Hello I just recently got into soap making, but I started creating home made beauty products long ago. Now that I'm experimenting with M&P I want to add in all the yummy, skin loving ingredients that I use in my lotions and such. But I have no idea how to write up a formula for M&P. Some of the items I'm having trouble with are cranberry seed oil, powdered goats milk, and fruit powders for coloring purposes. I don't know how much wiggle room I have to add my additives before I destroy the M&P base. I've had bars way to soft, and some that melted the second it was near my shower. Please help!
Also is there any type of ingredients that I could add to my soaps that would counteract the issues I'm having due to adding to much butter/oils/additives?

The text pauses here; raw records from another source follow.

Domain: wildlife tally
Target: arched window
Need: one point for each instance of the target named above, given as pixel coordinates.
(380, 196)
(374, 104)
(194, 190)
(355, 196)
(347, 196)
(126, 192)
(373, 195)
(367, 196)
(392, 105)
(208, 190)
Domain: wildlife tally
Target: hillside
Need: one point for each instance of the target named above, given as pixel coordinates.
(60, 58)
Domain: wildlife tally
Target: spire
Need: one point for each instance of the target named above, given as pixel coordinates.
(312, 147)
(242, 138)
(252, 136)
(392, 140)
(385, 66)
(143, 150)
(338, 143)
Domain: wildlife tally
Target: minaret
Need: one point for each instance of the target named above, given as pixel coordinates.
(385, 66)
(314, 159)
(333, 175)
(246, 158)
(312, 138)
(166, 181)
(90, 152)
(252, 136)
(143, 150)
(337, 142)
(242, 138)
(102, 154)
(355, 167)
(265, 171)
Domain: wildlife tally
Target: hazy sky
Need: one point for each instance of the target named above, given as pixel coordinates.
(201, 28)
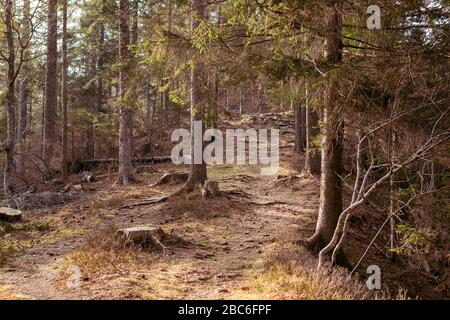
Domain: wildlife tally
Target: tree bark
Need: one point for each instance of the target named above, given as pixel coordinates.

I've noticed that if I add in too much fat my soap bar doesn't lather as much, could I possibly add a few tbsp of vegetable glycerin to produce more bubbles? My other idea was about using beeswax. I've heard beeswax in CP actually makes the soap bars softer, is it the same for M&P? If it isn't could I possibly add it in to my recipe to make my bars harder. Thanks so much- I'm desperately hoping I can find a way to keep all my ingredients but still have a durable bar of soap!


----------



## hmlove1218 (Jan 11, 2016)

Bear in mind that I'm not an MP guru lol. The typical guideline for adding oils or butters is 1 top - 1 tbsp per pound of base. Anything much over that, as you've seen, can really cut down the lather. Once you've cut the lather, the only remedy is to add more base to bring the butter/oil amount back down.

Glycerin, in my opinion, should only be used sparingly to mix your colors/powdered additives into a paste before adding then to your base, and only if you're not adding in any carrier oils. Glycerin is extremely water soluble, so the more you add, the faster the soap will melt away in the shower.

Colorants will take a bit of experimentation to find how much you need for the hue that you want, but not so much that you color the lather.

Beeswax is not a good idea in MP as it actually makes the soaps softer - not to mention gives them a waxy feel. Soap Queen has a nice demonstration on her website. I'll try to link to it in a minute as I'm on my phone. However, in CP or HP it does make the bars harder and is generally used at 3% or less PPO.

ETA: Found it!
http://www.soapqueen.com/bath-and-body-tutorials/melt-and-pour-soap/beeswax-in-melt-pour-2/


----------



## maggiemarieoc (Jan 11, 2016)

Thanks I appreciate the info. If I get into cold process will I have the option to play with the ingredients a little more?


----------



## Stacy (Jan 11, 2016)

I don't do MP so I can't offer you any advice on that in particular, but keep in mind that soap and lotions etc are two different animals. Lotions soak in so all those expensive and luxurious ingredients go to good use, in soap the benefit is more limited. Even though you're not worried about the lye process changing your ingredients in MP you're still washing off all that good stuff.

Which not to say that your soap can't be luxurious, but it will never be a lotion. But then your lotion will never be a soap either!

The advice I've come away with from many research sessions is save the expensive and exotic for leave on.  You'll get a much better bang for your buck.

Not trying to dissuade you from your journey, just something to think about as to how far you might want to go with it!


----------



## maggiemarieoc (Jan 11, 2016)

Ya know after I read the post from earlier I started thinking the same thing. I just need to be able to add enough to the soap to make it follow in my current theme. So thanks.


----------



## KristaY (Jan 12, 2016)

Where's Ellacho when you need her? Lol. Seriously, she's the Goddess of M&P. Her stuff blows my mind when I see it. She's one that will have these answers for you since it's really not me (I'm a disaster when it comes to M&P).:evil:

ETA: Have you watched Arianne Arsenault's You Tube videos? She gives lots of pointers on M&P additives.


----------